The value of integrating an Advanced Illness Management Program into a home health agency is a decrease in unwanted hospitalizations with early transitioning to hospice and an increase in patient satisfaction. There was improved patient satisfaction. From a cost review there is decrease in high cost hospitalizations that has been shown to occur for patients hospitalized at end of life and the benefit of extended hospice care.

 Lessons Learned and Limits of the Review: 

In building a community program it is important to collaborate with the stakeholders within the health system, community providers and the home health agency. The culture of home health for patients with advanced illness has often been seen by clinicians as an area of care only pertinent for patients on hospice. To change that mindset requires leadership support from the health system to the agency administrators and the clinical staff. A survey of our home health staff provided insight into the need for additional education and training related to end of life discussions. Additional research is needed, to quantify the impact on an entire episode of care, for patients that receive care from this type of program in contrast to those who did not.

Policy implications: Unfortunately Nurse Practitioners continue to encounter barriers to practicing to the full extent of their education and training in many states. As of the opening of Congress in January 2017 nurse practitioners still do not have authority to prescribe home health care or hospice care for Medicare beneficiaries and in many states nurse practitioners do not have prescriptive authority.
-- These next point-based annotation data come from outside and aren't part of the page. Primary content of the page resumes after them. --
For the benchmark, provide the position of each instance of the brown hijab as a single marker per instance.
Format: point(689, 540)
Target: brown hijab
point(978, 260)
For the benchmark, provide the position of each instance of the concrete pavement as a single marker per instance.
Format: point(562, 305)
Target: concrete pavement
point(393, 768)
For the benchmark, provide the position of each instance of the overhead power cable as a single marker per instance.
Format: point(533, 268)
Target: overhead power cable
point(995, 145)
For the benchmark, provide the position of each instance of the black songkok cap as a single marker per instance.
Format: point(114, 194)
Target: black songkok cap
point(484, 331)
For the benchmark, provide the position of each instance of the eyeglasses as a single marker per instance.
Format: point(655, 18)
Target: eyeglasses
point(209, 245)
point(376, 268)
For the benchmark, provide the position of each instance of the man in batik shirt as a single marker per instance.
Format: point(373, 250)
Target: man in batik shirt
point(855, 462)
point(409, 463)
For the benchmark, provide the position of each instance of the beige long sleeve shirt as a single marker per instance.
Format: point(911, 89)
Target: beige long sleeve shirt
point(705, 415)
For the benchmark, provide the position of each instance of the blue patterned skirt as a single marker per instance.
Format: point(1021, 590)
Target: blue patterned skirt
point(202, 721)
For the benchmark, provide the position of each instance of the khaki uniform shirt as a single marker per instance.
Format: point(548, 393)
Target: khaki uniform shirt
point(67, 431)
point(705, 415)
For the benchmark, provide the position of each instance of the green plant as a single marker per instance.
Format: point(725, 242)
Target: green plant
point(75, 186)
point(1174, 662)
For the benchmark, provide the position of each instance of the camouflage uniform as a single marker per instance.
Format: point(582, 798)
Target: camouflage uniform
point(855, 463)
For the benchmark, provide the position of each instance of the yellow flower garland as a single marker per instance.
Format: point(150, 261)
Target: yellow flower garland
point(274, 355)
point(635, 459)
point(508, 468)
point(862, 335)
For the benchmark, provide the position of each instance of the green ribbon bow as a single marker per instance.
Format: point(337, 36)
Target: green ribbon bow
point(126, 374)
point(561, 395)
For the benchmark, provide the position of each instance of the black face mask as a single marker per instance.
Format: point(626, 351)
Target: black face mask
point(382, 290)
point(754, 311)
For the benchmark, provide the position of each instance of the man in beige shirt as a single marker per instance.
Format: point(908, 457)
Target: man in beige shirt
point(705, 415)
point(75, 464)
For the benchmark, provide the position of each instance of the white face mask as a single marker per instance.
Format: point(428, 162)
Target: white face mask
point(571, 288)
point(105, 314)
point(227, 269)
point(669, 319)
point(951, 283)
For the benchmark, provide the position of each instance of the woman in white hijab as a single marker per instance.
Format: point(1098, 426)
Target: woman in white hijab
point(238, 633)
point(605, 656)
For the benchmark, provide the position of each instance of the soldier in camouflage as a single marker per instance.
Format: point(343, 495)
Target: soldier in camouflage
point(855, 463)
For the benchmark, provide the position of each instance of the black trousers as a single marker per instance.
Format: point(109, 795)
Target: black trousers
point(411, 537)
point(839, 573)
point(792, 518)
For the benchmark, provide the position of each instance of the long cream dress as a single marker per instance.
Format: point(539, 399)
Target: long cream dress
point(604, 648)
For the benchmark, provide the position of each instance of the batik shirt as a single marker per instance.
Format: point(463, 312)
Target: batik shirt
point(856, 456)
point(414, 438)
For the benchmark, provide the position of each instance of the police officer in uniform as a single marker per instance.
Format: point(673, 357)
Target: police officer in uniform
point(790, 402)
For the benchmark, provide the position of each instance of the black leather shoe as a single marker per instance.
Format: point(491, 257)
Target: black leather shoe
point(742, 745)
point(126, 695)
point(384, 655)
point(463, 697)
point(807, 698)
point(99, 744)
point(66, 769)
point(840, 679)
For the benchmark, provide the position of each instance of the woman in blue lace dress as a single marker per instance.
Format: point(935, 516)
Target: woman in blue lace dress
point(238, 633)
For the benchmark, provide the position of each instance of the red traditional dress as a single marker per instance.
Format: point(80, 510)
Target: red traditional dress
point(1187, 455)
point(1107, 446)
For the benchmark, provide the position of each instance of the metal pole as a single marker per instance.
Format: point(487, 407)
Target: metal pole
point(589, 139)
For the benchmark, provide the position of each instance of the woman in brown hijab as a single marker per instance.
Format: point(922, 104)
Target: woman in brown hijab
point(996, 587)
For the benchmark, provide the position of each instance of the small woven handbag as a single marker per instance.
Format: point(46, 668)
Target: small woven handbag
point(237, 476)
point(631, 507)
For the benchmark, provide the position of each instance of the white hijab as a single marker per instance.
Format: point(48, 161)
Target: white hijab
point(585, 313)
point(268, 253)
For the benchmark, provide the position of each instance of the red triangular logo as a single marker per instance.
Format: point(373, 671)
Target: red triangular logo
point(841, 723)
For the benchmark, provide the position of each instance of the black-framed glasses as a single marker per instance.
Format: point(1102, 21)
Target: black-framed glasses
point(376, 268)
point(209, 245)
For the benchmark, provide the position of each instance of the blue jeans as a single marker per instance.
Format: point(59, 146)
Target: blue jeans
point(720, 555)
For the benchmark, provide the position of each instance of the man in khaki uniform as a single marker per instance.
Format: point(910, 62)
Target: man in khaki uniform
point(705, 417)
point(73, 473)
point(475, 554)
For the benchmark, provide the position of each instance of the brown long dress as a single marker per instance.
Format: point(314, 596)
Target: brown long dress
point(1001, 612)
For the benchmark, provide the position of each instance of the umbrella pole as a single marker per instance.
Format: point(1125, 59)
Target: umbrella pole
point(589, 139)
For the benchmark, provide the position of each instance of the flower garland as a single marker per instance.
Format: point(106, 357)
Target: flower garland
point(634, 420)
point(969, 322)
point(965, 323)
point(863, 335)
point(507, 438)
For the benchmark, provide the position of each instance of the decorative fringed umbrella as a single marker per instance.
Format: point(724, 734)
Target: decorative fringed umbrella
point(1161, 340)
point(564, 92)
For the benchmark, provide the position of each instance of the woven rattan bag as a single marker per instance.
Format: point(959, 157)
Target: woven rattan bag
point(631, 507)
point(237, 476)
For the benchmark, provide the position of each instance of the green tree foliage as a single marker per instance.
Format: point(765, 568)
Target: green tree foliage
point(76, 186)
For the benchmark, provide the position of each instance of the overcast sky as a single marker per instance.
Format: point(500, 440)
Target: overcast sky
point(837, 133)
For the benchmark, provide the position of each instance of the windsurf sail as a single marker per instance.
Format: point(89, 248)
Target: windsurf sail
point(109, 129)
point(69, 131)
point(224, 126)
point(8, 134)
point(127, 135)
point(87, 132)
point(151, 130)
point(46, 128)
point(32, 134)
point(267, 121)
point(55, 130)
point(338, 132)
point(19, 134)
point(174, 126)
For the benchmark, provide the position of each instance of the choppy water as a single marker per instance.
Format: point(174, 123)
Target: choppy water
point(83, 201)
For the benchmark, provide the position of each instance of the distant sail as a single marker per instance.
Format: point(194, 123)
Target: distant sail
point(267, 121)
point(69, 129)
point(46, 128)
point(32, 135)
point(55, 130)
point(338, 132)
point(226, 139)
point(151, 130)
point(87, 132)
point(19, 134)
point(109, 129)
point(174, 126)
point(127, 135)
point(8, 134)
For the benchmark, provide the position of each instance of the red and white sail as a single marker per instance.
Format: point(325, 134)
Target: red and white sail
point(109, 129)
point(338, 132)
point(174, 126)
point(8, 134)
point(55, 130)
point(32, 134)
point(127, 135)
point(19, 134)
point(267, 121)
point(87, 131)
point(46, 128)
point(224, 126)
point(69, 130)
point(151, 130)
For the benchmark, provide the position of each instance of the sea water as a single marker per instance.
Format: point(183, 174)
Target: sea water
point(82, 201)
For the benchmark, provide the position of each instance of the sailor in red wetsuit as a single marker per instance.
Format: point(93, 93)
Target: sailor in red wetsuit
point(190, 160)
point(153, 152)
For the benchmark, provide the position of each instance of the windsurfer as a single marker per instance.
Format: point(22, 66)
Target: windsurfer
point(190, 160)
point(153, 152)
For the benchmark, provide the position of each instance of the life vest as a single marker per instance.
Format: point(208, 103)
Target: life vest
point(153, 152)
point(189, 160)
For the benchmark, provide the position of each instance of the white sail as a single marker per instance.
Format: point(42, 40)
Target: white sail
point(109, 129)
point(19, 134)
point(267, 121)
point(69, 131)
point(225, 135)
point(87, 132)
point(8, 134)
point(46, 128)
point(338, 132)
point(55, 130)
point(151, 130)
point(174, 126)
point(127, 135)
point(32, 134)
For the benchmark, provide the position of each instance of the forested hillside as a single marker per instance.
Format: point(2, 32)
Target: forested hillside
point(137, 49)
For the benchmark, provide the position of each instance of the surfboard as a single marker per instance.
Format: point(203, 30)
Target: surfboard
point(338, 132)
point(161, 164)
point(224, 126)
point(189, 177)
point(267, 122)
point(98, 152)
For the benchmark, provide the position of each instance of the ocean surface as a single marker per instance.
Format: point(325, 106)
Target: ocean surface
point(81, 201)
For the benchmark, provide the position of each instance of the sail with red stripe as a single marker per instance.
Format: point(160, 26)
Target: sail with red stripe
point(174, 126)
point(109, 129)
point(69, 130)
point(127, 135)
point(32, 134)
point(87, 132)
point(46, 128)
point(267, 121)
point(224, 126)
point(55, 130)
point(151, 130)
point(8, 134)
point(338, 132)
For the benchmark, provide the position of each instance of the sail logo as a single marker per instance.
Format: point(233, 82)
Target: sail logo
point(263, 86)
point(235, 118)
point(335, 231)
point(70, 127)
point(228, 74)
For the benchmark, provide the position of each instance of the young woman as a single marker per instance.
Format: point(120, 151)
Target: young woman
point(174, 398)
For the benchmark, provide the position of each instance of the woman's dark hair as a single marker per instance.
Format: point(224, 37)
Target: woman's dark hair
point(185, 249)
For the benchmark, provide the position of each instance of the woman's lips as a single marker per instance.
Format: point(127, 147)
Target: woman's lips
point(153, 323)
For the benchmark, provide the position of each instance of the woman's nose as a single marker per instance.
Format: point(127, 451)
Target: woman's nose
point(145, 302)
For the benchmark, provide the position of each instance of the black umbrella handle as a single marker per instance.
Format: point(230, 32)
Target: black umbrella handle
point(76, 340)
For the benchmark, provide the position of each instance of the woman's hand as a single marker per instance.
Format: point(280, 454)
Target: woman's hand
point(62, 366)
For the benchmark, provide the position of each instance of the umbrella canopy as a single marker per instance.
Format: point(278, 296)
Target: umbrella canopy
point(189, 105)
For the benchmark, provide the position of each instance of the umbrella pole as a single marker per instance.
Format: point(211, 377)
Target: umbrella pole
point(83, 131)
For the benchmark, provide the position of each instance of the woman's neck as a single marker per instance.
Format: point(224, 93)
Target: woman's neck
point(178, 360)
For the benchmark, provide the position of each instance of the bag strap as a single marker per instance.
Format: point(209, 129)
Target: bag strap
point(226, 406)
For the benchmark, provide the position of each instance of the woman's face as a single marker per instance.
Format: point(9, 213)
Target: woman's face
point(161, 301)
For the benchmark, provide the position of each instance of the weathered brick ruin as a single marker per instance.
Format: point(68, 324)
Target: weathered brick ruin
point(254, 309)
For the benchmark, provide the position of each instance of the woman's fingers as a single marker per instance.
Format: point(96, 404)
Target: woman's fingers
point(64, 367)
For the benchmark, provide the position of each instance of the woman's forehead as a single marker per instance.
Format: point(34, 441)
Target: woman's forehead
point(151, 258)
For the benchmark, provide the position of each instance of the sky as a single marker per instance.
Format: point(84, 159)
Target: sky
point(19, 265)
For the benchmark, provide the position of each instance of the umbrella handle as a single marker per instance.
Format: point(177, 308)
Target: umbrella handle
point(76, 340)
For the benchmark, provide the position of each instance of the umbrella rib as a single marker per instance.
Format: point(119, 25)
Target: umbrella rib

Not all community physicians have the specialty of palliative care to know when a patient may meet the criteria to receive hospice services. There have been patients that could have benefited from palliative care or hospice but the physicians declined referral resulting in hospitalization and late entry into hospice. If the nurse practitioner could refer the patient directly this would benefit the patient and potentially save an unwanted hospitalization. This prescriptive authority should be within the nurse practitioner scope of practice (Dahlin & Sutermaster, 2014J. Reintroducing bills such as S. 3096 “Removing Barriers to Person-Centered Care Act” is needed to advance this effort. The bill would establish a pilot program promoting an alternative payment model for Medicare beneficiaries with advanced illnesses. It would provide opportunities to demonstrate an alternative delivery system approach to providing care and access for patients with advanced illness (Congress.gov, 2016).